The Worst Stoop Sale, Ten Years Running!
No walk to the library is complete without passing the Worst Stoop Sale in Park Slope. The sun shines on Saturdays and Alva wakes up late. She eyes her clock - 11:30! - and remembers it must be time to have a stoop sale again. This has happened every warm Saturday for the last 10 years. Alva reaches into her closet and pulls out three cardboard boxes of items no one purchased last week. Or the week before that. Or each week prior to that, going back 10 full years. "Today we'll get one," she thinks, as she drags the boxes across her kitchen floor, disturbing her sleeping cat, Miss Annie, on her journey. "Miss Annie, will you buy something today?" Alva asks, as a bit of mirth slips through the cracks in her voice. No, Miss Annie, like everyone else in the neighborhood, will most assuredly not be making a purchase today.
Alva spends the next two hours carefully arranging her storefront in front of her building. The inventory makes no sense in complete. A Richard Simmons workout tape sits beside a set of glazed ceramic salt and pepper shakers resting in a large, inconvenient caddy. A copy of Advanced Pascal leans against a flannel hospital blanket. This stoop sale, like all of Alva's stoop sales, represents not her own effects but, rather, a sort of misfired greatest hits collection of purchases from other neighborhood stoop sales. It's a record of peer-to-peer commerce, a perfectly preserved museum that is unlikely to be touched, or even seriously gazed at today. And, in three hours, it will go back into Alva's apartment and await the next temperate Saturday.
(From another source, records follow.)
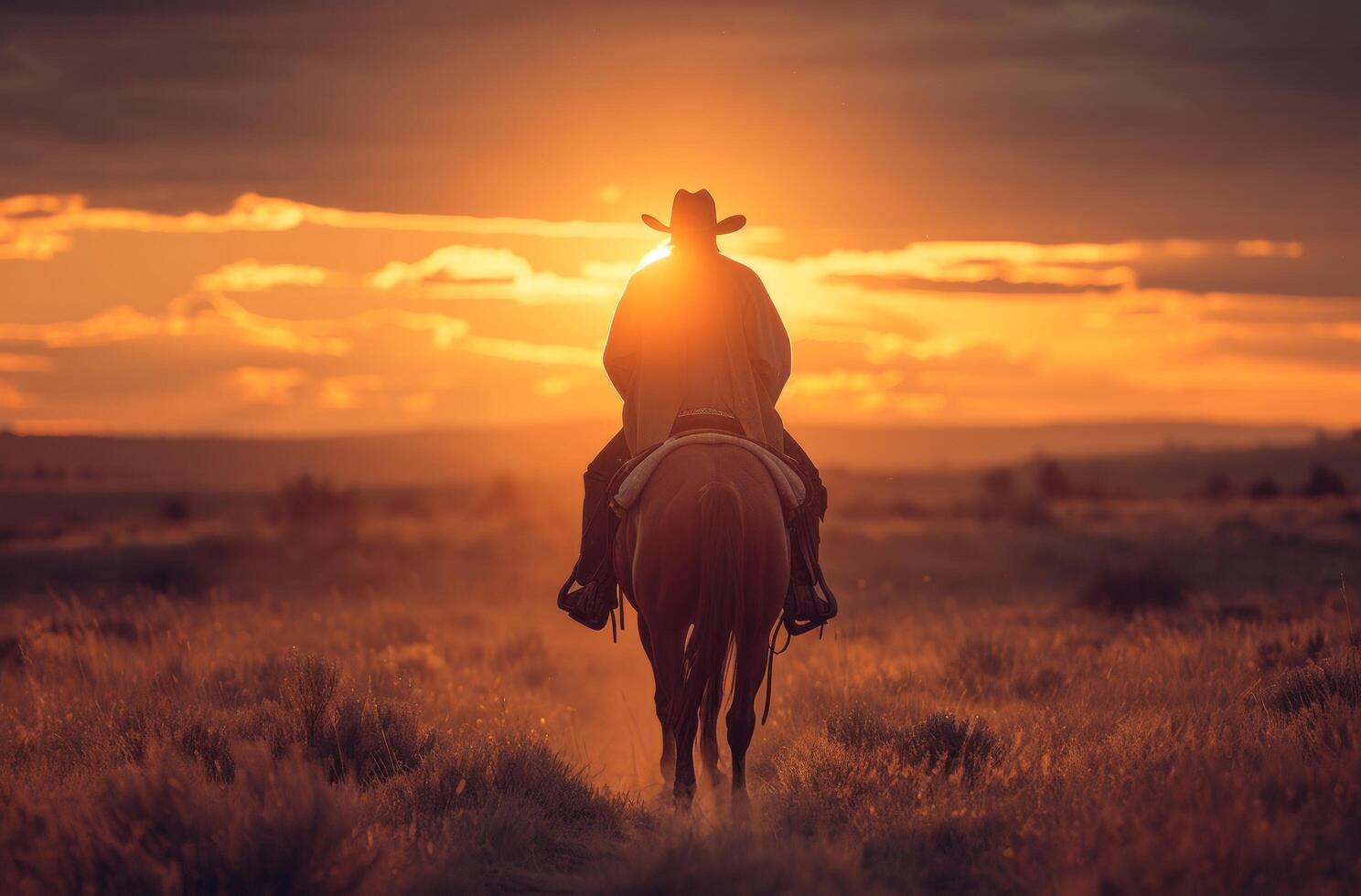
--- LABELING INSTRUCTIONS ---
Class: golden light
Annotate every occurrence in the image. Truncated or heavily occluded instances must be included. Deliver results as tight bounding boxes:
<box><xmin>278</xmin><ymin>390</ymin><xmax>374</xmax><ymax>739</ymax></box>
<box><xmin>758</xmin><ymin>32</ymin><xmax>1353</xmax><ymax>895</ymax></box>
<box><xmin>633</xmin><ymin>240</ymin><xmax>671</xmax><ymax>273</ymax></box>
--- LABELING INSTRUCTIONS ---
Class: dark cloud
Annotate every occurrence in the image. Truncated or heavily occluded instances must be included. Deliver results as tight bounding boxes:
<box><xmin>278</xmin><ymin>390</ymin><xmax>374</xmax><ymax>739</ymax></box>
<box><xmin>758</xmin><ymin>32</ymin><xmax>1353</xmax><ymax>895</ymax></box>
<box><xmin>0</xmin><ymin>0</ymin><xmax>1361</xmax><ymax>240</ymax></box>
<box><xmin>825</xmin><ymin>273</ymin><xmax>1120</xmax><ymax>295</ymax></box>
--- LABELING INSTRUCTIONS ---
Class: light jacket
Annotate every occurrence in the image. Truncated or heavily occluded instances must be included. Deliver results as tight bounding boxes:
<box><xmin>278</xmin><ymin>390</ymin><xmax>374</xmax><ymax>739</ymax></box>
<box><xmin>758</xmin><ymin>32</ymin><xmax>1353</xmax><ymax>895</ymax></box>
<box><xmin>605</xmin><ymin>249</ymin><xmax>792</xmax><ymax>454</ymax></box>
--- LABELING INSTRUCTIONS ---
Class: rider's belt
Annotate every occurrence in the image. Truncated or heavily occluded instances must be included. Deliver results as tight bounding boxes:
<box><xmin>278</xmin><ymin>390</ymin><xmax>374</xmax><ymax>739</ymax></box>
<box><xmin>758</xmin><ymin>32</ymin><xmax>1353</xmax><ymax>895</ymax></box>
<box><xmin>677</xmin><ymin>408</ymin><xmax>737</xmax><ymax>421</ymax></box>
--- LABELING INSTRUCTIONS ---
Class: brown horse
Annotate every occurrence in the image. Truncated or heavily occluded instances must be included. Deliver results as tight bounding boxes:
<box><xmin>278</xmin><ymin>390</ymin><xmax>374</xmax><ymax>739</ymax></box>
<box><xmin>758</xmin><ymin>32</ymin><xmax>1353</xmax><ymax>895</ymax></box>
<box><xmin>614</xmin><ymin>444</ymin><xmax>789</xmax><ymax>810</ymax></box>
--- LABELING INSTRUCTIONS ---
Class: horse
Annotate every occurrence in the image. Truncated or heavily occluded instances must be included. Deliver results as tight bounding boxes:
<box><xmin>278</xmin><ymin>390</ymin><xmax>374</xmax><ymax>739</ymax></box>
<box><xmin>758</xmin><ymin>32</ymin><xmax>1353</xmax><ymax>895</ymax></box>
<box><xmin>614</xmin><ymin>444</ymin><xmax>789</xmax><ymax>812</ymax></box>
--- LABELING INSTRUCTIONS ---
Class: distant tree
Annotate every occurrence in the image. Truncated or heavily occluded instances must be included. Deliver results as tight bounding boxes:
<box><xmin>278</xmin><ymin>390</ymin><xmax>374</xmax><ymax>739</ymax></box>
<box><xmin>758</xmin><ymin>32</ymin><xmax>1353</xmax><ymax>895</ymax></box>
<box><xmin>1035</xmin><ymin>461</ymin><xmax>1073</xmax><ymax>500</ymax></box>
<box><xmin>1248</xmin><ymin>475</ymin><xmax>1281</xmax><ymax>500</ymax></box>
<box><xmin>979</xmin><ymin>466</ymin><xmax>1017</xmax><ymax>521</ymax></box>
<box><xmin>981</xmin><ymin>466</ymin><xmax>1017</xmax><ymax>505</ymax></box>
<box><xmin>1200</xmin><ymin>474</ymin><xmax>1233</xmax><ymax>500</ymax></box>
<box><xmin>279</xmin><ymin>475</ymin><xmax>358</xmax><ymax>527</ymax></box>
<box><xmin>161</xmin><ymin>495</ymin><xmax>190</xmax><ymax>522</ymax></box>
<box><xmin>1304</xmin><ymin>464</ymin><xmax>1347</xmax><ymax>497</ymax></box>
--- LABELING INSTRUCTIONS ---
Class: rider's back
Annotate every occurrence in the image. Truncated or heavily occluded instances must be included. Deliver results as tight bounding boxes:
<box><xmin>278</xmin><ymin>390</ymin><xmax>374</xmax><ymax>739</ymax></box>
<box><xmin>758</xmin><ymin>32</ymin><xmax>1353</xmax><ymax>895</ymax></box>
<box><xmin>605</xmin><ymin>251</ymin><xmax>789</xmax><ymax>452</ymax></box>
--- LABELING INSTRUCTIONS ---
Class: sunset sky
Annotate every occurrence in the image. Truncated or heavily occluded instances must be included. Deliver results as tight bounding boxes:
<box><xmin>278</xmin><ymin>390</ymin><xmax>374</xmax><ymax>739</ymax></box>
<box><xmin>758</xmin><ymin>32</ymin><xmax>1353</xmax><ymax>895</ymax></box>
<box><xmin>0</xmin><ymin>0</ymin><xmax>1361</xmax><ymax>433</ymax></box>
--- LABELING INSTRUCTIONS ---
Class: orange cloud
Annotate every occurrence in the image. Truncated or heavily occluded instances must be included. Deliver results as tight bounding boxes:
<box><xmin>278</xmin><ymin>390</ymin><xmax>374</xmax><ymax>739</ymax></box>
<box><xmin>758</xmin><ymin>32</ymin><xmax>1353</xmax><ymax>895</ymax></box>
<box><xmin>222</xmin><ymin>368</ymin><xmax>306</xmax><ymax>405</ymax></box>
<box><xmin>795</xmin><ymin>240</ymin><xmax>1302</xmax><ymax>291</ymax></box>
<box><xmin>317</xmin><ymin>374</ymin><xmax>385</xmax><ymax>410</ymax></box>
<box><xmin>0</xmin><ymin>352</ymin><xmax>52</xmax><ymax>374</ymax></box>
<box><xmin>0</xmin><ymin>193</ymin><xmax>780</xmax><ymax>260</ymax></box>
<box><xmin>193</xmin><ymin>259</ymin><xmax>339</xmax><ymax>293</ymax></box>
<box><xmin>0</xmin><ymin>379</ymin><xmax>28</xmax><ymax>408</ymax></box>
<box><xmin>365</xmin><ymin>246</ymin><xmax>622</xmax><ymax>304</ymax></box>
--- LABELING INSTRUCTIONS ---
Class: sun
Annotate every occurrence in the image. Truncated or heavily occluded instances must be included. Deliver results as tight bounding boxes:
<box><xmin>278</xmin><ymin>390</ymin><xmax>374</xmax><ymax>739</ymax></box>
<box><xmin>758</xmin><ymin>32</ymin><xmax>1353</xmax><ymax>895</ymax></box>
<box><xmin>633</xmin><ymin>240</ymin><xmax>671</xmax><ymax>273</ymax></box>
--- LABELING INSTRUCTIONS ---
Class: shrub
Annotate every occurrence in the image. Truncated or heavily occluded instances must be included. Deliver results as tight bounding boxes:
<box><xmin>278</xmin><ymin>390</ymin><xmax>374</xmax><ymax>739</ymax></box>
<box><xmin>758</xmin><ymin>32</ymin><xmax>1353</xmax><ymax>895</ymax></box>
<box><xmin>1077</xmin><ymin>563</ymin><xmax>1187</xmax><ymax>616</ymax></box>
<box><xmin>1261</xmin><ymin>651</ymin><xmax>1361</xmax><ymax>715</ymax></box>
<box><xmin>161</xmin><ymin>495</ymin><xmax>192</xmax><ymax>522</ymax></box>
<box><xmin>826</xmin><ymin>703</ymin><xmax>1001</xmax><ymax>778</ymax></box>
<box><xmin>1258</xmin><ymin>628</ymin><xmax>1328</xmax><ymax>669</ymax></box>
<box><xmin>281</xmin><ymin>654</ymin><xmax>340</xmax><ymax>748</ymax></box>
<box><xmin>0</xmin><ymin>746</ymin><xmax>391</xmax><ymax>893</ymax></box>
<box><xmin>278</xmin><ymin>475</ymin><xmax>359</xmax><ymax>528</ymax></box>
<box><xmin>948</xmin><ymin>637</ymin><xmax>1017</xmax><ymax>693</ymax></box>
<box><xmin>1034</xmin><ymin>461</ymin><xmax>1073</xmax><ymax>500</ymax></box>
<box><xmin>312</xmin><ymin>695</ymin><xmax>435</xmax><ymax>784</ymax></box>
<box><xmin>1200</xmin><ymin>474</ymin><xmax>1233</xmax><ymax>500</ymax></box>
<box><xmin>907</xmin><ymin>712</ymin><xmax>999</xmax><ymax>778</ymax></box>
<box><xmin>1304</xmin><ymin>464</ymin><xmax>1347</xmax><ymax>497</ymax></box>
<box><xmin>1248</xmin><ymin>475</ymin><xmax>1281</xmax><ymax>500</ymax></box>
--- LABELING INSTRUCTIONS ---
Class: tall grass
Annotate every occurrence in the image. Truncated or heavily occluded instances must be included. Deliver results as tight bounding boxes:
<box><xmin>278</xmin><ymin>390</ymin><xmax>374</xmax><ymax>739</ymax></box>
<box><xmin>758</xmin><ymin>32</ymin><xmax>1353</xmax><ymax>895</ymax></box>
<box><xmin>0</xmin><ymin>499</ymin><xmax>1361</xmax><ymax>895</ymax></box>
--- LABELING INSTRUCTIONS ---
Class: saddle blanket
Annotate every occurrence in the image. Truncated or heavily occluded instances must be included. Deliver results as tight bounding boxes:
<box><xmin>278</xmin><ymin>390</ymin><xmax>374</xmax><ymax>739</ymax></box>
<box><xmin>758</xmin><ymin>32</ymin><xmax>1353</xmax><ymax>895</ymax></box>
<box><xmin>614</xmin><ymin>432</ymin><xmax>807</xmax><ymax>517</ymax></box>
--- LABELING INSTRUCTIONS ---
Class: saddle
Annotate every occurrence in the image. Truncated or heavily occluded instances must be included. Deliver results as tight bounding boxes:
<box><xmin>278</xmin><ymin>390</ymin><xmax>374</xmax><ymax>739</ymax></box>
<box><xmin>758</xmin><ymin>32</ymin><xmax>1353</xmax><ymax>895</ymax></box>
<box><xmin>605</xmin><ymin>425</ymin><xmax>837</xmax><ymax>636</ymax></box>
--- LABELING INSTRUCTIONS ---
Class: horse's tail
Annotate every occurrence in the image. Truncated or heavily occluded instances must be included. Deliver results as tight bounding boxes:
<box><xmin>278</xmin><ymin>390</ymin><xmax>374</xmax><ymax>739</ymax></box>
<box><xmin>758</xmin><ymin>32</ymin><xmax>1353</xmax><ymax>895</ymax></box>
<box><xmin>671</xmin><ymin>483</ymin><xmax>743</xmax><ymax>744</ymax></box>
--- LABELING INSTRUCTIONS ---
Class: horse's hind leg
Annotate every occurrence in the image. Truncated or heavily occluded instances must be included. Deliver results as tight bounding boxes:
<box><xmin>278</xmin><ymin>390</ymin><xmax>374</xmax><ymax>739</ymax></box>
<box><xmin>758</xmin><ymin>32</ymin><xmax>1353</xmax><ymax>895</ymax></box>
<box><xmin>728</xmin><ymin>631</ymin><xmax>767</xmax><ymax>815</ymax></box>
<box><xmin>700</xmin><ymin>678</ymin><xmax>723</xmax><ymax>786</ymax></box>
<box><xmin>638</xmin><ymin>614</ymin><xmax>683</xmax><ymax>787</ymax></box>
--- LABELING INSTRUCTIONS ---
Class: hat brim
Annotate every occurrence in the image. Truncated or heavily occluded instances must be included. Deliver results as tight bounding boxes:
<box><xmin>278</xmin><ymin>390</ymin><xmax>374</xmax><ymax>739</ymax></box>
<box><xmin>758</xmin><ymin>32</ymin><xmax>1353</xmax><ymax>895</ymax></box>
<box><xmin>642</xmin><ymin>215</ymin><xmax>747</xmax><ymax>237</ymax></box>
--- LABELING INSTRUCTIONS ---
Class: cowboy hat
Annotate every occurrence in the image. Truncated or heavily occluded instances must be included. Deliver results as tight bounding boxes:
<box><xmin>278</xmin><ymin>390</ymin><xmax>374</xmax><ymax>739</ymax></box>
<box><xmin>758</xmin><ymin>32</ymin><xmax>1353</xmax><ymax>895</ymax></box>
<box><xmin>642</xmin><ymin>190</ymin><xmax>747</xmax><ymax>235</ymax></box>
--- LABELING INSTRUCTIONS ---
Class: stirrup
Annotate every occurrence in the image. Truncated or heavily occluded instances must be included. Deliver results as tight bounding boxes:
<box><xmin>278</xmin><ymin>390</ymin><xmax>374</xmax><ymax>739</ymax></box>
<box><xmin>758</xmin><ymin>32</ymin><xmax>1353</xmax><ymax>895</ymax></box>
<box><xmin>780</xmin><ymin>580</ymin><xmax>837</xmax><ymax>636</ymax></box>
<box><xmin>558</xmin><ymin>577</ymin><xmax>619</xmax><ymax>631</ymax></box>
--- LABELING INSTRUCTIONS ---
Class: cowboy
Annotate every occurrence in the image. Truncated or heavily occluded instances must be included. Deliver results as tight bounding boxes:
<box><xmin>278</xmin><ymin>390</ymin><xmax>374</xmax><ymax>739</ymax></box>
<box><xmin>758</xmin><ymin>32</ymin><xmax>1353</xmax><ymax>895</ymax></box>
<box><xmin>558</xmin><ymin>190</ymin><xmax>836</xmax><ymax>634</ymax></box>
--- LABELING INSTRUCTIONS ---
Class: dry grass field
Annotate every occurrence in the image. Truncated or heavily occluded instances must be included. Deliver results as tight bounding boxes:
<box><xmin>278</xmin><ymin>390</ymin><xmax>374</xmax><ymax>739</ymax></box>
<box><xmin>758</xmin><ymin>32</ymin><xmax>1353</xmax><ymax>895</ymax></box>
<box><xmin>0</xmin><ymin>459</ymin><xmax>1361</xmax><ymax>893</ymax></box>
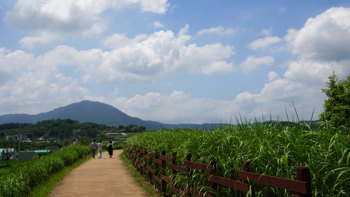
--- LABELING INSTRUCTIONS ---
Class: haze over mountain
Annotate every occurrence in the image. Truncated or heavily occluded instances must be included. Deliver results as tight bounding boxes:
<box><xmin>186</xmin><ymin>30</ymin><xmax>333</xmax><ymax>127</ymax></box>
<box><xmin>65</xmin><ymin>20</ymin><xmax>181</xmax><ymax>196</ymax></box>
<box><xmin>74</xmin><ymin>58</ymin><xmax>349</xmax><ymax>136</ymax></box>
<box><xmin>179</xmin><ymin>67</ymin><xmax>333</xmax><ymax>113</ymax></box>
<box><xmin>0</xmin><ymin>100</ymin><xmax>227</xmax><ymax>130</ymax></box>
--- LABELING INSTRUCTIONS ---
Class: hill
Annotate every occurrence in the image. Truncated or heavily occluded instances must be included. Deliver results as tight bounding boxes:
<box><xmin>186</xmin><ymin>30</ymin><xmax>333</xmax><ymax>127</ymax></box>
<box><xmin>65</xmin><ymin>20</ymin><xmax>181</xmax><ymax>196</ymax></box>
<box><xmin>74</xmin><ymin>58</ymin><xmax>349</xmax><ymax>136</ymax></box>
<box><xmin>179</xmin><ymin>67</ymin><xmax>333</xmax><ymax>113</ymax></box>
<box><xmin>0</xmin><ymin>101</ymin><xmax>227</xmax><ymax>130</ymax></box>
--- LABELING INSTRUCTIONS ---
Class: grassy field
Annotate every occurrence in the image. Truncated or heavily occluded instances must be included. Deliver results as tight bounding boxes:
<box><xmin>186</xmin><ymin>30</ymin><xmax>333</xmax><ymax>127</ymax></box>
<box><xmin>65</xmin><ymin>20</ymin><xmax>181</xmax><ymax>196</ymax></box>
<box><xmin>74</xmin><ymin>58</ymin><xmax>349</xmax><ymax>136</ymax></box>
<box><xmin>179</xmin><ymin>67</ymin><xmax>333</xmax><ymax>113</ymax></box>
<box><xmin>126</xmin><ymin>121</ymin><xmax>350</xmax><ymax>196</ymax></box>
<box><xmin>29</xmin><ymin>154</ymin><xmax>91</xmax><ymax>197</ymax></box>
<box><xmin>0</xmin><ymin>145</ymin><xmax>90</xmax><ymax>197</ymax></box>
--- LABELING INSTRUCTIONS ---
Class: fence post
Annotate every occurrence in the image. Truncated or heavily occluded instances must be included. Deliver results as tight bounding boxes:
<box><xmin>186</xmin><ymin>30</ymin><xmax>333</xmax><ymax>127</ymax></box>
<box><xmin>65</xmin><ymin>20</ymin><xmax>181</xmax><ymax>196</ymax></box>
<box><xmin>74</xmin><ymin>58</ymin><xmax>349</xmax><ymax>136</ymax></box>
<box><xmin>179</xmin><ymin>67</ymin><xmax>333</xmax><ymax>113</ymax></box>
<box><xmin>185</xmin><ymin>154</ymin><xmax>193</xmax><ymax>192</ymax></box>
<box><xmin>148</xmin><ymin>149</ymin><xmax>153</xmax><ymax>184</ymax></box>
<box><xmin>297</xmin><ymin>167</ymin><xmax>312</xmax><ymax>197</ymax></box>
<box><xmin>243</xmin><ymin>161</ymin><xmax>255</xmax><ymax>197</ymax></box>
<box><xmin>160</xmin><ymin>150</ymin><xmax>166</xmax><ymax>195</ymax></box>
<box><xmin>139</xmin><ymin>147</ymin><xmax>145</xmax><ymax>175</ymax></box>
<box><xmin>171</xmin><ymin>152</ymin><xmax>177</xmax><ymax>181</ymax></box>
<box><xmin>209</xmin><ymin>157</ymin><xmax>218</xmax><ymax>196</ymax></box>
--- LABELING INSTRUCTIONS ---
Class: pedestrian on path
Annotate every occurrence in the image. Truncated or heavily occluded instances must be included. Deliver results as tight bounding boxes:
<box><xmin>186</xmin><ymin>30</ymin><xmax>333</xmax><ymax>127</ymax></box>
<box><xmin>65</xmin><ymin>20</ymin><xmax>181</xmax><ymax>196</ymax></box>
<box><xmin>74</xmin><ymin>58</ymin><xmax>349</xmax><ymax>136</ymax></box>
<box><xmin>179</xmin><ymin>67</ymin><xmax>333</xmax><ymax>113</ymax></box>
<box><xmin>97</xmin><ymin>140</ymin><xmax>103</xmax><ymax>159</ymax></box>
<box><xmin>91</xmin><ymin>140</ymin><xmax>97</xmax><ymax>158</ymax></box>
<box><xmin>108</xmin><ymin>140</ymin><xmax>114</xmax><ymax>158</ymax></box>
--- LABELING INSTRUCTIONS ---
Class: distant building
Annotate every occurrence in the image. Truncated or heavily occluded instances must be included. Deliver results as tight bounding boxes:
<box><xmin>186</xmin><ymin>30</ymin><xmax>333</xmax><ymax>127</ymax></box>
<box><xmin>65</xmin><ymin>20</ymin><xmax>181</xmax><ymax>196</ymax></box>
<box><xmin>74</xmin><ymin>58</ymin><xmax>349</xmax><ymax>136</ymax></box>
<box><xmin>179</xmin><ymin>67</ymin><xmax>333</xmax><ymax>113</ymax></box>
<box><xmin>19</xmin><ymin>151</ymin><xmax>35</xmax><ymax>160</ymax></box>
<box><xmin>6</xmin><ymin>135</ymin><xmax>14</xmax><ymax>140</ymax></box>
<box><xmin>0</xmin><ymin>148</ymin><xmax>16</xmax><ymax>160</ymax></box>
<box><xmin>45</xmin><ymin>146</ymin><xmax>59</xmax><ymax>150</ymax></box>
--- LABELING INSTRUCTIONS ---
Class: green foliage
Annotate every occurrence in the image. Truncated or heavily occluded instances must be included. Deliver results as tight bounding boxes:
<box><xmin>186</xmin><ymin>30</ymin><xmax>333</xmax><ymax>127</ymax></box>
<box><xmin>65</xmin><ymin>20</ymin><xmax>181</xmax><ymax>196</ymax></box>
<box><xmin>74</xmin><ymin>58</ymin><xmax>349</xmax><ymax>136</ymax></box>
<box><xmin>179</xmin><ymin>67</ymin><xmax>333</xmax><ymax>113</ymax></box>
<box><xmin>0</xmin><ymin>145</ymin><xmax>90</xmax><ymax>197</ymax></box>
<box><xmin>319</xmin><ymin>72</ymin><xmax>350</xmax><ymax>128</ymax></box>
<box><xmin>43</xmin><ymin>133</ymin><xmax>50</xmax><ymax>140</ymax></box>
<box><xmin>126</xmin><ymin>121</ymin><xmax>350</xmax><ymax>196</ymax></box>
<box><xmin>1</xmin><ymin>149</ymin><xmax>12</xmax><ymax>165</ymax></box>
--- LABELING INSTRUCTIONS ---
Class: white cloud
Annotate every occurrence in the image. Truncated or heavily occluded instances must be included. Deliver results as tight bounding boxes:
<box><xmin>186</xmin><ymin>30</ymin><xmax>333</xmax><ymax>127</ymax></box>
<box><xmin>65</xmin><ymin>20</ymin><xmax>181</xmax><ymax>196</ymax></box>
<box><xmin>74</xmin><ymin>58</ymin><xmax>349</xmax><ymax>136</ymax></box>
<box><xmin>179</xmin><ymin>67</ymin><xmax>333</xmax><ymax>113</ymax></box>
<box><xmin>0</xmin><ymin>8</ymin><xmax>350</xmax><ymax>123</ymax></box>
<box><xmin>0</xmin><ymin>25</ymin><xmax>235</xmax><ymax>84</ymax></box>
<box><xmin>278</xmin><ymin>7</ymin><xmax>286</xmax><ymax>13</ymax></box>
<box><xmin>4</xmin><ymin>0</ymin><xmax>169</xmax><ymax>48</ymax></box>
<box><xmin>101</xmin><ymin>34</ymin><xmax>148</xmax><ymax>49</ymax></box>
<box><xmin>240</xmin><ymin>56</ymin><xmax>275</xmax><ymax>73</ymax></box>
<box><xmin>0</xmin><ymin>69</ymin><xmax>89</xmax><ymax>114</ymax></box>
<box><xmin>197</xmin><ymin>26</ymin><xmax>237</xmax><ymax>36</ymax></box>
<box><xmin>284</xmin><ymin>7</ymin><xmax>350</xmax><ymax>61</ymax></box>
<box><xmin>153</xmin><ymin>21</ymin><xmax>165</xmax><ymax>28</ymax></box>
<box><xmin>248</xmin><ymin>36</ymin><xmax>282</xmax><ymax>50</ymax></box>
<box><xmin>267</xmin><ymin>71</ymin><xmax>280</xmax><ymax>81</ymax></box>
<box><xmin>259</xmin><ymin>27</ymin><xmax>273</xmax><ymax>37</ymax></box>
<box><xmin>108</xmin><ymin>88</ymin><xmax>120</xmax><ymax>96</ymax></box>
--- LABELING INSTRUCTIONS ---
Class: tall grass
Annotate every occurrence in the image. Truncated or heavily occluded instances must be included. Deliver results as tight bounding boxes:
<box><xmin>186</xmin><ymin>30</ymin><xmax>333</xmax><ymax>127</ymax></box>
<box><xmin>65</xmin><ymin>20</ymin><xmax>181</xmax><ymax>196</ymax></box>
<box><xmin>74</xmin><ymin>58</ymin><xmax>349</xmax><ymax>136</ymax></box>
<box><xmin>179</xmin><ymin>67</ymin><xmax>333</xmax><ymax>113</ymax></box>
<box><xmin>126</xmin><ymin>120</ymin><xmax>350</xmax><ymax>196</ymax></box>
<box><xmin>0</xmin><ymin>145</ymin><xmax>90</xmax><ymax>197</ymax></box>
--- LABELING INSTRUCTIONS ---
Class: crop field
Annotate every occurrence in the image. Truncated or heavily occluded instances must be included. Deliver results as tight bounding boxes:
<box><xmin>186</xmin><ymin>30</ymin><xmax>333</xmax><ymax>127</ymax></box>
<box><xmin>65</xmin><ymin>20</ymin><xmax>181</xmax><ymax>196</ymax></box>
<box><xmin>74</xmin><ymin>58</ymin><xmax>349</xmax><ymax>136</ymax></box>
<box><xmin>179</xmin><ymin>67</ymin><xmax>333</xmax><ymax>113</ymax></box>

Alva catches some sun on her face, rubs the sand from her eyes, and places the sand on her stoop sale display table with a small sticker next to it that reads "price negot."
The Cat Lady Sends her Love
I hope you're not allergic to altruistic behavior, because The Cat Lady is lousy with the stuff. The Cat Lady calls herself The Cat Lady - there it is, right on her business card, directly beneath the clip art cat illustration - but her diabetic lover calls her "Barbara" when he rolls off her once a month. Say hello to The Cat Lady as you pass Slope Pets. She's the one parked outside, on a lawn chair she removes from the back of her ancient station wagon each Saturday morning, when the weather is right for such things. Her hair is a series of rough splits and fractures, like hemp thread carelessly bunched into a long pair of braids, and never touched again. She's even more approachable with her new sweatshirt and new dye job - from silver-marbled hippie tones to a very youthful jet-black overnight.
Her apartment itself is a testament to her love of felines. The dącor, largely neglected since the introduction of her adopted friends, is best described as "Post-Cat Pee." The Cat Lady is tiny but handles between 30 and 35 cats at once, reserving a special room in her vast apartment for carriers of feline leukemia. It's the number one killer of cats, and who would know this better than The Cat Lady? Who indeed!
"She likes to bite!" the Cat Lady will say, just moments before you fall in love with one of the crated beasts stacked up around her lawn chair like guests in a Japanese business hotel. You'll withdraw your soft fingers quickly and back away slowly before moving on and away from your fleeting big-hearted notion. You'll talk about that cat for two more blocks, and then have afternoon sex in your apartment. The Cat Lady will be right where you found her. "That one never liked Mexicans! I never knew why."